Former president Kim Dae-jung (김대중), under pressure from the International Monetary Fund, instituted South Korea’s first efforts at chaebol reform by strengthening accounting regulations, antitrust laws and encouraging reorganizations that resulted in spinning off businesses unrelated to core industry focus areas.  By and large, all of the major remaining chaebol engaged in some form of restructuring in one degree or another, but the companies still dominate South Korea’s economy.

Park Chung-hee (박정희), South Korea’s ruler from 1961 to 1979, and the father of Park Geun-hye, ironically helped build the same chaebol that his daughter is now promising to curb.  Park, who is credited with transforming South Korea’s economy through at times autocratic control over the country, employed industrial policy that sought guaranteed loans from large banks to support the chaebol in the 1960s as a way to build larger businesses and fast-track the country’s industrialization, and thereafter, through the 1980s, to boost their entry into new industries in the search for ever-expanding export growth.

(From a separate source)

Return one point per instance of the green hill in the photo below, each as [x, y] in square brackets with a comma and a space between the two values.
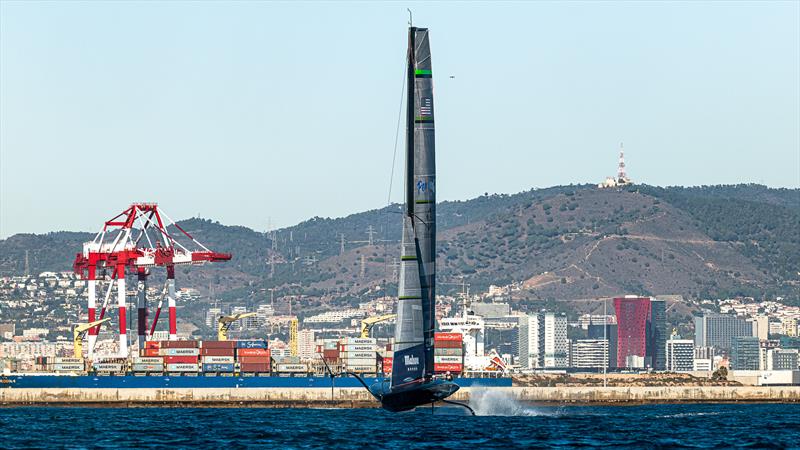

Hyundai, which is having something of a renaissance as an automobile producer, started as a construction firm in 1947 and didn’t even begin manufacturing cars until 1967.  LG — which historically stands for ‘Lucky-Goldstar’ — started in 1947 as a plastics company. Samsung, which means ‘three stars’ in Korean, started as a grocery trading company in 1938.  Both are well-known today globally for their electronics products.